# MADDPG


## Implementation

The Multi Agent DDPG [(notes)](https://paperswithcode.com/method/maddpg) extends the Deep Deterministic Policy Gradient [(notes)](https://paperswithcode.com/method/ddpg) when using multi agents. 
The policy comes with two neural networks, one to model the action to be taken and one to estimate the value of a given state/action pair. The two networks can share some common layers if needed.
For the learning, two target networks are also used.

### Learning algorithm

The deep neural network Actor is used to predict the best actions for a given state.
The deep neural network Critic is used to predict the return for a given state when taking a given action.

Training directly the policy is not an easy task and it can lead to instability. 

DDPG offers some techniques to help reducing this problem.

- Using a memory history of previous experience (rollout). The learning happens on a shuffled memory, this helps breaking the correlation between a sequence of steps/ recent steps. Hence the agent learns a more generic behavior.

- Use two networks, once for the training and driving the action and one for the value.  This further reduce the correlation between action and sequence, plus reduces the so called "moving target" problem. 

- Target networks are softly updated, this further reduces the issue of the "moving target".

It also offers some key point to leverage speed up:

- Reuse the same memory multiple times.

- Traing and rollout are separate, we can hence massively parallelize the rollouts.


Note, for continuous action, for continuous actions the actor network is not returning the actual action for the envinronment. 

It is returning the "mean" value, we then use a Gaussian distribution with a given standard deviation to the sample the actual action.
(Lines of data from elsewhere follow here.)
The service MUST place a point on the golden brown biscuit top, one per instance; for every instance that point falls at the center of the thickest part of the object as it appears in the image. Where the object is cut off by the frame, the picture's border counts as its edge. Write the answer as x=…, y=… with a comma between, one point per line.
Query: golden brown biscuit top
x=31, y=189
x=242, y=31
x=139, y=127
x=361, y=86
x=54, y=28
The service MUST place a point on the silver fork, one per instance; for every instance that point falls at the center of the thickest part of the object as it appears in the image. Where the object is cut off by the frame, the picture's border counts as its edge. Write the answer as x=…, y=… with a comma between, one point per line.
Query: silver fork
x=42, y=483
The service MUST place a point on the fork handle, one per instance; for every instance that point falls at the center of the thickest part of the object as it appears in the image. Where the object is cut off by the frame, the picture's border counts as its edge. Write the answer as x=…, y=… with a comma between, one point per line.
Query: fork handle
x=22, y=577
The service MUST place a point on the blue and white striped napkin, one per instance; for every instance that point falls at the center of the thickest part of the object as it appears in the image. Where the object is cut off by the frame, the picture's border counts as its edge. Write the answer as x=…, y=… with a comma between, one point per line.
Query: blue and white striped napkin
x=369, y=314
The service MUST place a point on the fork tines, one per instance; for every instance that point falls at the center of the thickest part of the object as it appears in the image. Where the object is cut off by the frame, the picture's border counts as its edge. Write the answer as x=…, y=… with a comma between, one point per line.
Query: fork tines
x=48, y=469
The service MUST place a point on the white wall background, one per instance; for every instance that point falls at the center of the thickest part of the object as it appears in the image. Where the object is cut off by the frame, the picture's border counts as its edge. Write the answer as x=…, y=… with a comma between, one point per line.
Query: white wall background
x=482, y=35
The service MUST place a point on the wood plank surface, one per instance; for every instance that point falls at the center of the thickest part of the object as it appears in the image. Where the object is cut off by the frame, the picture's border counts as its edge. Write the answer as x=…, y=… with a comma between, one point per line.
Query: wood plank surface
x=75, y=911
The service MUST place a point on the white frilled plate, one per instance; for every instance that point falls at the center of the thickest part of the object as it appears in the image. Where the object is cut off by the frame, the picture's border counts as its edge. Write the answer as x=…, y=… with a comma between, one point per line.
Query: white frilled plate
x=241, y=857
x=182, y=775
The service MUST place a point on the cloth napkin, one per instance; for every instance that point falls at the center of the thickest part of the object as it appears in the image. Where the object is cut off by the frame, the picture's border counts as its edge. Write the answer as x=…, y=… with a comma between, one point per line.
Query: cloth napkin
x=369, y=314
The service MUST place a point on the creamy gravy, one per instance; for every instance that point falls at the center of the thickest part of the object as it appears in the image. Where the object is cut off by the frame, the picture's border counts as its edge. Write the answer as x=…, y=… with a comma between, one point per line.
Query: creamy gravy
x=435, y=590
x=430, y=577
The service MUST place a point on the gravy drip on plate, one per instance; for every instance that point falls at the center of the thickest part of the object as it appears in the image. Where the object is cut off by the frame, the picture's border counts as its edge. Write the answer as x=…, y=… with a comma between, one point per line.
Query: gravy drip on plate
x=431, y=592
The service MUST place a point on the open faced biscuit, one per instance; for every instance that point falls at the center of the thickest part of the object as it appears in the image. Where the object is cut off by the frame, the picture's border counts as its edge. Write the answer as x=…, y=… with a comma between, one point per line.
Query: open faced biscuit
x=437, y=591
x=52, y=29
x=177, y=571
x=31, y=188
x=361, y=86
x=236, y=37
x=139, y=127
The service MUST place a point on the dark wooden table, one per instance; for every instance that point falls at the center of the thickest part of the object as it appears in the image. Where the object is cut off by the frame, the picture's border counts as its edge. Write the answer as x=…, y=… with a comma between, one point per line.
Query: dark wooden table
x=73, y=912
This is mainly done for exploration. The noise is slowly reduced during the training.



#### Hyperparameters
For calculating expected return
- GAMMA: 0.99

For adam optimizer and target update:
- LR:  2e-4
- TAU: 1e-3

For noise:
- std_start:  0.15
- std_end:    0.05
- std_decay:  1.0-1.0e-4

For memory rollout, batch and update frequency:
- BUFFER_SIZE: 1e5
- BATCH_SIZE:  64*2*2
- UPDATE_EVERY: 1



#### Model architecture

The critic network is composed of 3 fully connected layers, with relu activation functions:
- (24+2)x64 
- Relu
- 64x64
- Relu
- 64x1

The actor network is composed of 3 fully connected layers with relu activation function, plus a final Tanh to final value is applied:
- 24x64
- Relu
- 64x64
- Relu
- 64x2
- Tanh

## Result

The agent is able to achieve the required performance after 3403 episodes.





![training_history.png](attachment:training_history.png)

## Possible Improvements
It is possible to further improve the the algorithm by implementing additional features:
- "investigate parameters", changing parameters to speed up the optimization
- "noise", we used a simple gaussian distribution, there are alternatives we can use.
- "exploit memory", we randomly sample the memory, but we should prioritize good memory.
- "alternative approaches like PPO".